ESTA semana he tenido que acudir a la oficina de una entidad financiera para resolver un trámite inaplazable. Atiborrada de gente, opté por desplazarme a otra sucursal con la esperanza de que la cola fuera menor. Vaya chasco. Me acordé de lo que dice la escritora y humorista Rita Rudnes: «En el banco de mi pueblo lo habitual es que haya dos cajeros, excepto cuando hay mucho trabajo y tienen uno solo». Donde yo estuve había dos trabajadores en la caja pero compartían una sola máquina para las operaciones en metálico y el resultado era para desesperar al santo Job. Mucha gente de la que iba llegando cruzaba la puerta de entrada, observaba el panorama y se ponía a resoplar con el extremeñísimo «¡Ufff» o con un «¡Madre mía, como está esto!» dirigido a la concurrencia. Visto el panorama, bastantes optaron por dar media vuelta y salir de la oficina refunfuñando o jurando en arameo.
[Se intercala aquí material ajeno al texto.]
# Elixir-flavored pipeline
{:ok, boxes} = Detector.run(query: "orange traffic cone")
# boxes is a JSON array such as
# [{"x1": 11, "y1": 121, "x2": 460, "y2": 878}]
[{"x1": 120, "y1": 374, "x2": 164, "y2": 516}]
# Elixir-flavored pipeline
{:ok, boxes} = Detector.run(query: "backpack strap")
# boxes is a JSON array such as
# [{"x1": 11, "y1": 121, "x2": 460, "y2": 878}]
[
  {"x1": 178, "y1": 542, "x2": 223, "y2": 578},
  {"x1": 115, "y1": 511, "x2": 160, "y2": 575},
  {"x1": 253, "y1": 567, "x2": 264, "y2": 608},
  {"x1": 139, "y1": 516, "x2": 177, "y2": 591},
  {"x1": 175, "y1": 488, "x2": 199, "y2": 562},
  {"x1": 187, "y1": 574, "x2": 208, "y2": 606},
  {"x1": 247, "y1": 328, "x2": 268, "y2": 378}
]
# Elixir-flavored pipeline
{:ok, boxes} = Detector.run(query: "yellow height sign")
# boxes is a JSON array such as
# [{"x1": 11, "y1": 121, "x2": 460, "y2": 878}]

Si uno dispone de tiempo, sin embargo, la cola de los clientes en un caja de ahorros o en un banco es un observatorio privilegiado para eso que se llama tomarle el pulso a la calle. Pocos grupos. Mucha gente mayor y con ganas de pasar el trámite. No falta el espabilado o espabilada que trata de colarse o ‘escabullirse’ hasta los primeros puestos con la excusa de que es solo una ‘consultita’. Ni la señora mayor que acude con su asistenta y da por supuesto que «toda esa gente» no estará esperando para el mismo empleado a quien ella consulta habitualmente sus asuntos… No falta quien aprovecha la vez para dos colas, y tras hacer una gestión en la primera ventanilla se reincorpora a la cola pero ganándole el sitio, pasito a pasito, sibilinamente, a quien le precede… Una persona de rostro serio mira con inquietud el reloj cada pocos minutos porque, explica, tiene en casa a un enfermo al que atender y a los nietos, a quienes tiene que darles de comer… Las horas pasan lentas como las tardes de domingo en las canciones de Sabina. Dos mujeres mayores, sentadas, entretienen la espera haciéndose confidencias sobre su edad. «¿Cuántos años cree que tengo?», le pregunta a la mujer de al lado. «Ochenta y tres. Seguro que le saco unos pocos», dice antes de que le conteste. «Pues yo algunos menos, setenta y cuatro». Un joven escucha música en su teléfono con los cascos puestos y de rato en rato se le ve abrir el muro de Twitter. De vez en cuando los empleados atienden de manera simultánea el teléfono y a otros clientes mientras sigue creciendo la cola.
Al cabo de hora y media reina en la sucursal un ambiente que me recuerda el universo de ‘La colmena’, de Cela. Es una estampa costumbrista que identifico con esa atmósfera de tristeza, de supervivientes al aguardo del día a día como los que reunió Cela en el café de Doña Rosa, el escenario donde transcurre buena parte de la novela. Yo pensaba que las colas teñidas de melancolía y pesadumbre solo podían encontrarse ya en las obras del realismo social o en los documentales de Basilio Martín Patino, pero están rebrotando de nuevo. La cola en España es más que un símbolo, forma parte de su esencia. Si alguien la hubiera patentado, ríete tú de la fortuna de Bill Gates o de Amancio Ortega.